Sebagai mahasiswa, saya merasa miris melihat bagaimana pendidikan di era sekarang perlahan kehilangan nilai kemanusiaannya. Banyak kasus terjadi: biaya pendidikan yang terus naik, ketidakadilan akses pendidikan bagi mereka yang kurang mampu, hingga maraknya kasus bullying dan kekerasan di sekolah yang seolah menjadi cerita rutin di berita.
Sekolah seharusnya menjadi ruang aman untuk tumbuh dan belajar, tetapi sering kali berubah menjadi beban mental. Tidak jarang siswa dan mahasiswa dipaksa mengejar angka-angka demi akreditasi sekolah atau kampus, hingga lupa pada makna pendidikan itu sendiri: membentuk manusia yang berakhlak baik, kritis, dan peduli sekitar.

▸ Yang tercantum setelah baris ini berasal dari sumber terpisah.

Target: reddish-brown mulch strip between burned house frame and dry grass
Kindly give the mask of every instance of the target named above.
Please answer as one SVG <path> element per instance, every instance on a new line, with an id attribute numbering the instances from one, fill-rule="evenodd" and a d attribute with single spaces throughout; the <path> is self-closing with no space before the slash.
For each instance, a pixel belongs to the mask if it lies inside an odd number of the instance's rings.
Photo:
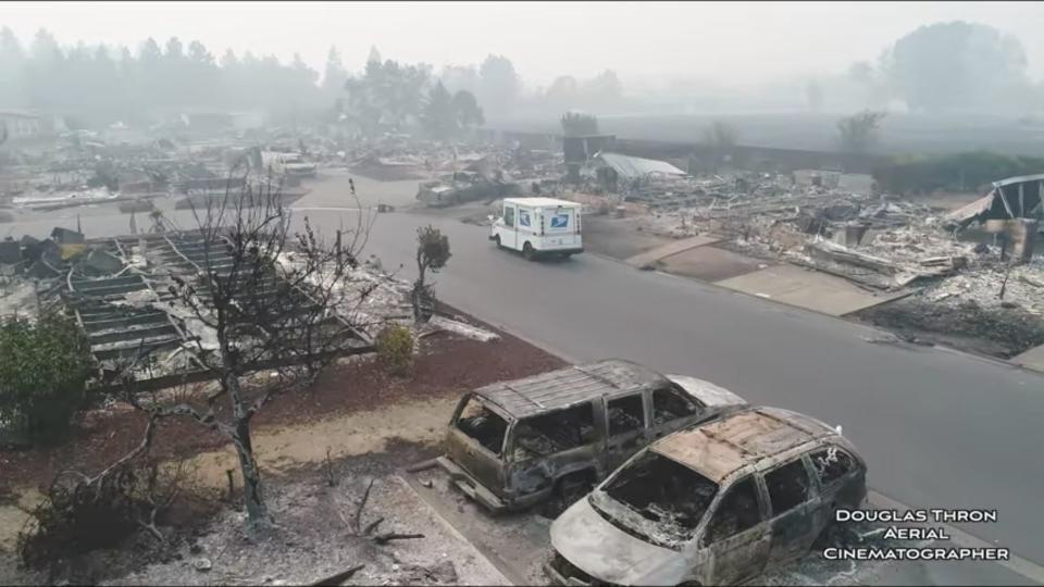
<path id="1" fill-rule="evenodd" d="M 427 337 L 423 339 L 411 375 L 402 378 L 387 375 L 372 360 L 336 365 L 309 391 L 275 398 L 257 415 L 254 423 L 301 424 L 402 401 L 444 398 L 566 364 L 481 321 L 464 320 L 497 332 L 500 340 L 480 342 L 445 333 Z M 146 420 L 140 412 L 117 404 L 111 410 L 83 414 L 74 424 L 70 439 L 59 446 L 0 450 L 0 500 L 12 497 L 16 487 L 33 485 L 42 489 L 63 470 L 100 471 L 140 441 Z M 188 417 L 161 421 L 154 438 L 153 454 L 160 459 L 188 458 L 228 444 L 216 430 Z"/>

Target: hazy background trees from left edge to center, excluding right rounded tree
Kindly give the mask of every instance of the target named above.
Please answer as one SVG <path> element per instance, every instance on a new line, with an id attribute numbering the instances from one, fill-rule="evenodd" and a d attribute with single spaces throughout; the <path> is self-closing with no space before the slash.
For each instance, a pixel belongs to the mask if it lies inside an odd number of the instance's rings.
<path id="1" fill-rule="evenodd" d="M 448 99 L 447 99 L 448 96 Z M 331 48 L 320 73 L 300 55 L 212 53 L 201 42 L 149 38 L 138 47 L 80 42 L 63 47 L 46 29 L 27 43 L 0 29 L 0 108 L 74 114 L 95 125 L 132 122 L 164 111 L 252 110 L 349 120 L 365 133 L 423 126 L 447 137 L 504 117 L 515 109 L 619 104 L 623 90 L 607 71 L 589 80 L 556 79 L 525 95 L 511 60 L 489 55 L 477 65 L 428 64 L 381 58 L 372 49 L 361 72 L 349 72 Z"/>

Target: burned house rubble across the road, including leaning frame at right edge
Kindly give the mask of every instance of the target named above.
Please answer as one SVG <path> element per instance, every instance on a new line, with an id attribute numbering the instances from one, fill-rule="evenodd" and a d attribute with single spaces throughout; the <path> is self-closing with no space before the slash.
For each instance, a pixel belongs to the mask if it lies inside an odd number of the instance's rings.
<path id="1" fill-rule="evenodd" d="M 904 338 L 1009 358 L 1044 344 L 1040 184 L 1004 179 L 953 212 L 831 170 L 650 175 L 600 205 L 584 201 L 606 212 L 622 202 L 645 234 L 712 238 L 751 264 L 796 265 L 900 298 L 853 315 Z"/>

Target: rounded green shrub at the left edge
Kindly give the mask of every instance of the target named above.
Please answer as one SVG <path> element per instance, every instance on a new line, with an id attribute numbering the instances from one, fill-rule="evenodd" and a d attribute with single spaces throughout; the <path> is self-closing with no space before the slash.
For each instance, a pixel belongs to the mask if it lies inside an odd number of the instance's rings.
<path id="1" fill-rule="evenodd" d="M 62 438 L 84 404 L 92 362 L 76 324 L 61 314 L 8 321 L 0 357 L 0 420 L 30 441 Z"/>

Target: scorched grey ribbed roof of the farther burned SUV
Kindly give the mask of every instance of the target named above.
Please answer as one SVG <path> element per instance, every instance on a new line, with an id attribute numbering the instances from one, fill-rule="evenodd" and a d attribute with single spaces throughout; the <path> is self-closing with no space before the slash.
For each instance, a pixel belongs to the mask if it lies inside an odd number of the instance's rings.
<path id="1" fill-rule="evenodd" d="M 610 359 L 574 365 L 474 391 L 506 415 L 523 419 L 595 398 L 632 394 L 669 385 L 659 373 L 630 361 Z"/>

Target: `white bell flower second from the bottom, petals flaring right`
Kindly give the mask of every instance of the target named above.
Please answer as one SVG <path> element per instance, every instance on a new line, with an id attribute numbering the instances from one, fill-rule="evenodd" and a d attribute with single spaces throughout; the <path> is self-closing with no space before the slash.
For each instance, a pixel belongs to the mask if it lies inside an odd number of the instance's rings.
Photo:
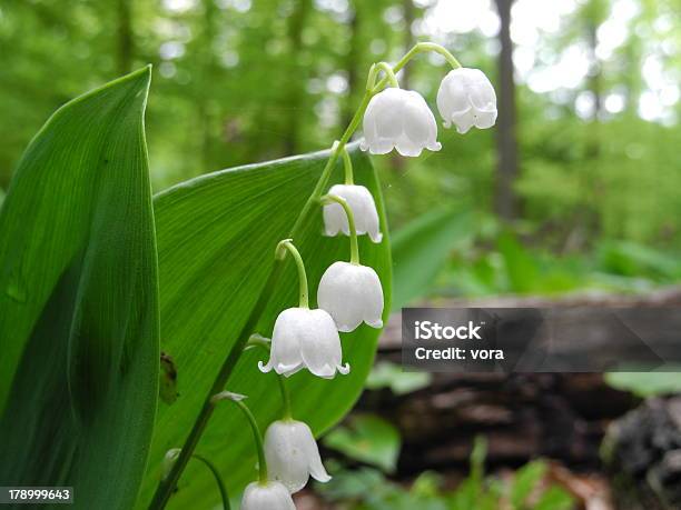
<path id="1" fill-rule="evenodd" d="M 303 489 L 310 474 L 320 482 L 330 480 L 315 437 L 302 421 L 273 422 L 265 432 L 265 457 L 269 477 L 284 483 L 292 493 Z"/>

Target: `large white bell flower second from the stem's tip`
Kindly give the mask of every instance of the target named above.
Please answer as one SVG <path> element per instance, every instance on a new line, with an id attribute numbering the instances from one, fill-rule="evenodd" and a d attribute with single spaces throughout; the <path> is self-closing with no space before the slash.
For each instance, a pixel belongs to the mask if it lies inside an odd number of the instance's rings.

Saya juga melihat bagaimana teknologi yang seharusnya mempermudah, justru kadang menjadi senjata untuk mematikan kreativitas, karena hanya dipakai untuk menyalin jawaban dan tugas tanpa pemahaman. Sementara itu, masih banyak siswa di pelosok yang tidak memiliki akses internet stabil, membuktikan ketimpangan pendidikan masih sangat lebar di negeri ini.
Kita tidak bisa terus diam. Pendidikan bukan hanya soal gedung mewah atau nilai sempurna, melainkan bagaimana membentuk manusia yang siap menghadapi kehidupan dengan jiwa yang sehat, akal yang kritis, dan hati yang peduli.
Mari kita perjuangkan pendidikan yang adil, manusiawi, dan bermakna, bukan hanya sekadar formalitas yang penuh tekanan. Karena masa depan bangsa ini ditentukan dari bagaimana kita mendidik generasi hari ini.
Realitas di lapangan menunjukkan bagaimana pendidikan kian mahal, menjadikannya seperti barang dagangan, bukan hak setiap anak bangsa. Dari biaya masuk sekolah, buku, seragam, hingga iuran lain yang kadang tidak jelas peruntukannya, semua menjadi beban bagi orang tua dan siswa. Ketika uang menjadi penentu kualitas pendidikan, maka mereka yang tidak mampu hanya bisa pasrah tertinggal.
Belum lagi adanya sistem pendidikan yang terlalu kaku dan seragam, seolah semua anak harus menempuh jalur yang sama, padahal setiap individu memiliki potensi dan minat yang berbeda. Sistem ranking dan ujian yang berlebihan kadang justru membunuh kreativitas, serta mematikan rasa percaya diri anak-anak yang tidak sesuai dengan standar nilai akademik.
Dalam situasi ini, guru sebenarnya berada di posisi terjepit. Di satu sisi, mereka ingin mendidik dengan hati, tapi di sisi lain tertekan oleh target administrasi, akreditasi, dan beban kurikulum yang menumpuk. Padahal sejatinya, pendidikan tidak hanya tentang transfer ilmu, tetapi juga membentuk karakter, nilai kemanusiaan, dan keberanian untuk berpikir kritis serta peduli terhadap sekitar.
Pendidikan di era sekarang membutuhkan perubahan cara pandang. Kita perlu berani mendesak pemerintah dan pemangku kebijakan agar fokus pada pemerataan akses pendidikan yang berkualitas, bukan sekadar proyek infrastruktur. Teknologi harus menjadi sarana pemberdayaan, bukan sekadar alat formalitas pembelajaran daring.
Kita juga sebagai mahasiswa dan generasi muda perlu mengambil peran, memulai dari diri sendiri untuk menjadikan pendidikan sebagai alat perbaikan diri dan masyarakat, bukan hanya untuk mengejar gelar atau gengsi akademik.
Karena pendidikan bukan hanya untuk hari ini, tetapi menentukan masa depan bangsa ini. Jika hari ini pendidikan hanya menjadi ladang bisnis dan tekanan, maka masa depan kita akan penuh ketimpangan dan hilangnya nilai kemanusiaan yang seharusnya menjadi dasar dalam mendidik.